Wie sieht Bern aus? Lebhaftes Leben unter den Lauben, das 100 Meter hohe Münster und Bären, welche sich auf ihrer Wiese neben der blauen, kühlen Aare tummeln. Dieses Bild hatte ich von der Schweizer Hauptstadt, bevor ich dort hinzog.

Ich war noch nie in den Quartieren Bethlehem, Wittigkofen oder Bümpliz gewesen und konnte nicht wissen, dass die Stadt Bern auch noch komplett andere Seiten hat. Erst an der Peripherie der Stadt zeigt sich, dass Bern eine kleine modernistische Metropole ist.

Als ich zum ersten Mal ins Einkaufszentrum „Westside“ in Brünnen fuhr, fielen sie mir sofort ins Auge. Ich konnte sie nicht übersehen. Die riesigen Betonbauten, die schon der berühmte Schweizer Architekt Le Corbusier als “Wohnmaschinen” bezeichnete, ragten überall in West-Bern aus dem Boden in Richtung Himmel. Mit solchen Giganten hatte ich in Bern nicht gerechnet. Über die historische Altstadt wird viel gesagt und geschrieben. Doch die Geschichte einer Stadt, auch diejenige von Bern, endet nicht im 19. Jahrhundert.
Nach dem süssen Kitsch und dem weichen Sandstein der Altstadt war ich angeregt vom brutalen Minimalismus und der erbarmungslosen Symmetrie der Wohnkomplexe.
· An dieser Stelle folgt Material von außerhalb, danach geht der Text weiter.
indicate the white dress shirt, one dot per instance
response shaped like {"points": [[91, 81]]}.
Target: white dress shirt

Die Siedlungen verkörpern eine Zukunft vom bezahlbaren Wohnen für jedermann und einen Traum von gemeinschaftlichem Zusammenleben.
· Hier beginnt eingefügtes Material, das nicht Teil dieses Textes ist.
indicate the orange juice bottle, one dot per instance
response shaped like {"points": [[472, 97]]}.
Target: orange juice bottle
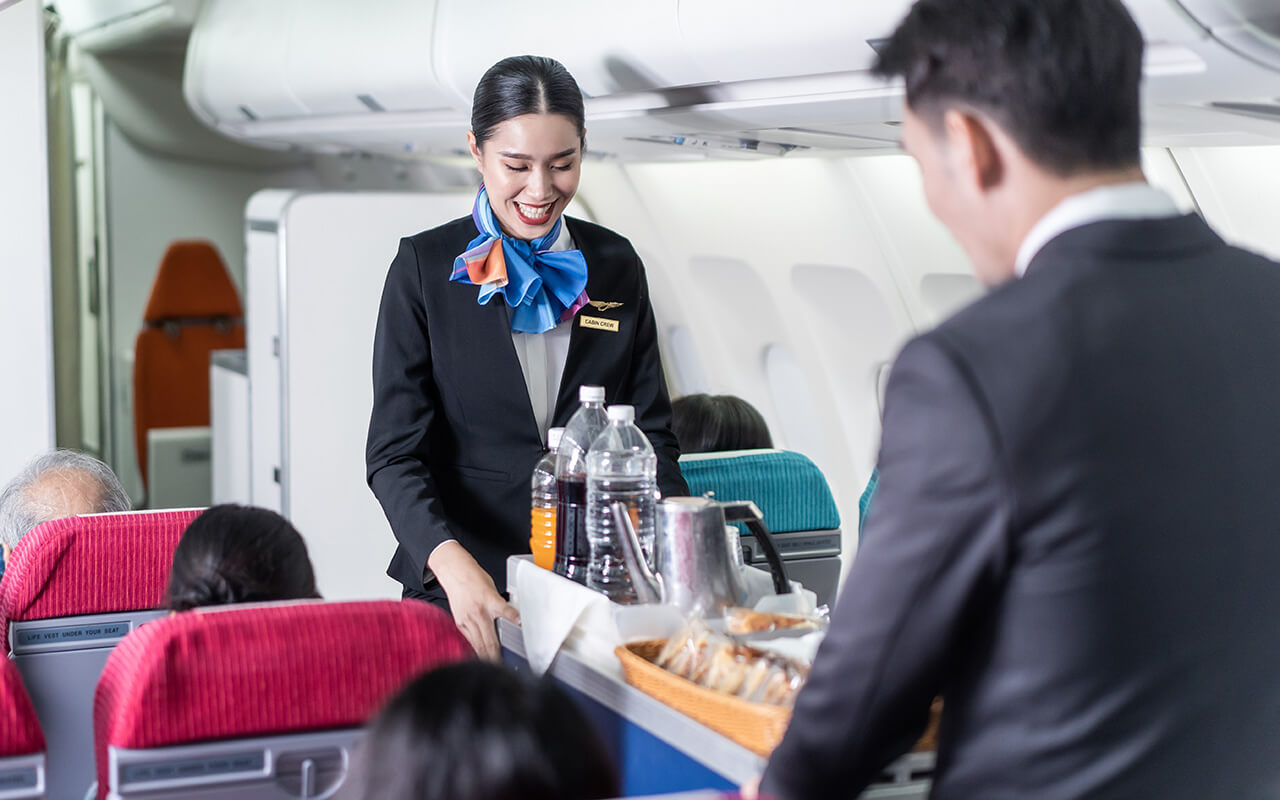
{"points": [[542, 510]]}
Meine Idee war es, diese mächtigen Bauten zu dokumentieren und diese Gebäude als Berner Kulturgut darzustellen. Die Wohnkomplexe stehen weltweit in Gefahr abgerissen zu werden, da sie oft unbeliebt sind und vernachlässigt werden. Deswegen finde ich, man sollte sie noch bildlich festhalten, bevor sie vor der Erdoberfläche verschwinden. Mit Hilfe von Nadia, welche sich genauso für Fotografie interessiert wie ich, wollte ich dieses Projekt verwirklichen. Interessant an unserem Team ist, dass Nadia eine ganz andere Meinung zu diesen massiven Bauten vertritt als ich. Sie findet sie unschön und düster. Dies ist für mich völlig verständlich: Lange hatte auch ich keine positive Einstellung zu diesen Betonklötzen. Erst nachdem ich mich mit Corbusier und seiner idealistischen Vision befasste, fing ich an, mich für diese architektonische Stilrichtung zu interessieren.
Die Vision von Le Corbusier war es, mit den Plattenbauten ein möglichst hohes Mass an Wirtschaftlichkeit erreichen. Diese Effizienz soll der breiten Masse erschwinglichen Wohnkomfort bieten. So stapelte er die Wohnungen aufeinander und baute in die Höhe. Er sprach von der „vertikalen Stadt“.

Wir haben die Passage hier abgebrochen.